Voting By Mail In PA? It Will Count!
August 12, 2020
A pandemic, a presidential election in which passions run extraordinarily high, and a still-unfamiliar process for voting: what could possibly go wrong?
As it turns out, a few things, perhaps: a number of states, Pennsylvania among them, for the first time allow widespread mail voting this year, and how quickly those votes were counted varied considerably from place to place.
That’s not the best way to make the public feel confident.
Still, with everything from college football to major fund-raising events for charities on hold this fall, it seems likely that a majority of votes cast in November will be delivered by mail.

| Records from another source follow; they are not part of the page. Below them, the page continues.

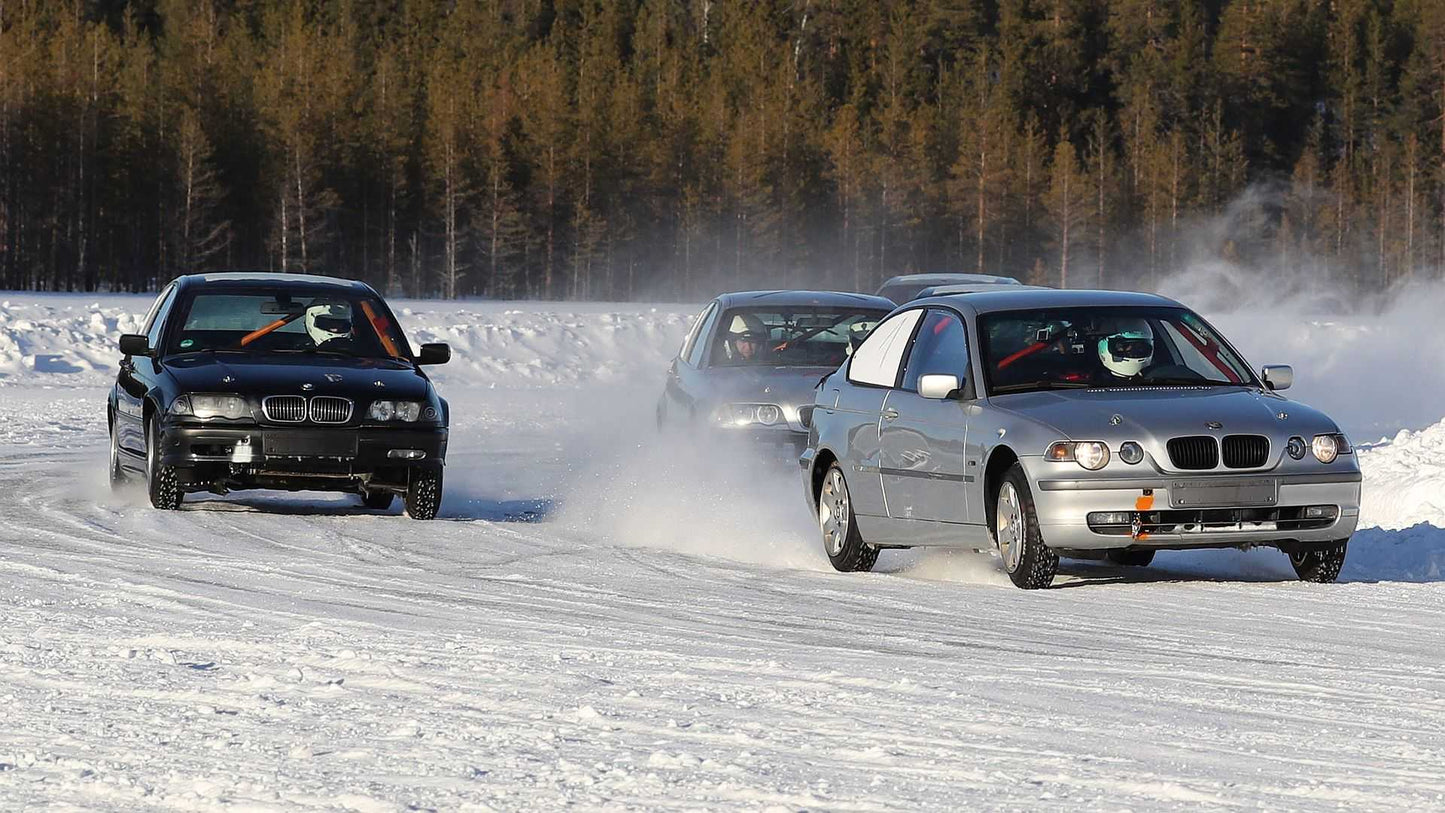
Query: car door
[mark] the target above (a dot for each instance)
(137, 376)
(922, 439)
(859, 403)
(681, 389)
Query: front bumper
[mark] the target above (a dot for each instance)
(1162, 516)
(239, 452)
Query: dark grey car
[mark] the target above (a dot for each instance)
(1065, 422)
(753, 358)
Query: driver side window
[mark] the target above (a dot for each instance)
(877, 360)
(939, 348)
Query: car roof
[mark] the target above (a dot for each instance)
(950, 277)
(802, 298)
(239, 279)
(1026, 296)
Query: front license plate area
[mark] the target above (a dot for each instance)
(1236, 493)
(311, 445)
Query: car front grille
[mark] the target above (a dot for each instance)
(1246, 451)
(298, 409)
(1197, 452)
(285, 409)
(330, 409)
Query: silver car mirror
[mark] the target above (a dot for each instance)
(938, 386)
(1278, 376)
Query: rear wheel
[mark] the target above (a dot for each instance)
(1029, 563)
(1132, 558)
(162, 481)
(1320, 565)
(841, 540)
(377, 500)
(424, 496)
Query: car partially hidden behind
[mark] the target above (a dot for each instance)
(1055, 423)
(753, 358)
(906, 288)
(285, 381)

There is some concern as well that changes in procedures at the Postal Service—changes that could probably have been better timed—that could slow the delivery of mail-in votes.
A bipartisan national effort led by former Pennsylvania Governor Tom Ridge is working to ensure voters know how vote safely and securely, whether in person or by mail.
Former state House Majority Leader Dave Reed is leading that drive in Pennsylvania, along with a group that includes every former Pennsylvania governor and a wide range of Democratic and Republican leaders.
I spoke to Reed recently about his organization’s goals. “The key, really, is educating the public. The people voting by mail need to know how to apply and what the deadlines are; people voting in person and the election workers who will spend the day at a polling place need to know how to do so while protecting the health of the public.”
The former lawmaker indicated that there might well be desirable changes in the law to make procedures clearer, but said that advocating for those mostly technical adjustments is not a focus of his organization.
“Above all, the public needs to know that they can vote safely, and that their vote will be counted—and our goal is to do that by making sure Pennsylvania voters have accurate information about how they can vote, and then to trust them to make the choice with which they are most comfortable, just as we trust them to make a choice between candidates in every election.”
At a time when the country is on edge and the extent of Covid-19 in the weeks before Election Day completely unknown, with both understandable confusion and willful misinformation readily available and conspiracy theories only a few clicks away, achieving that would be no small thing.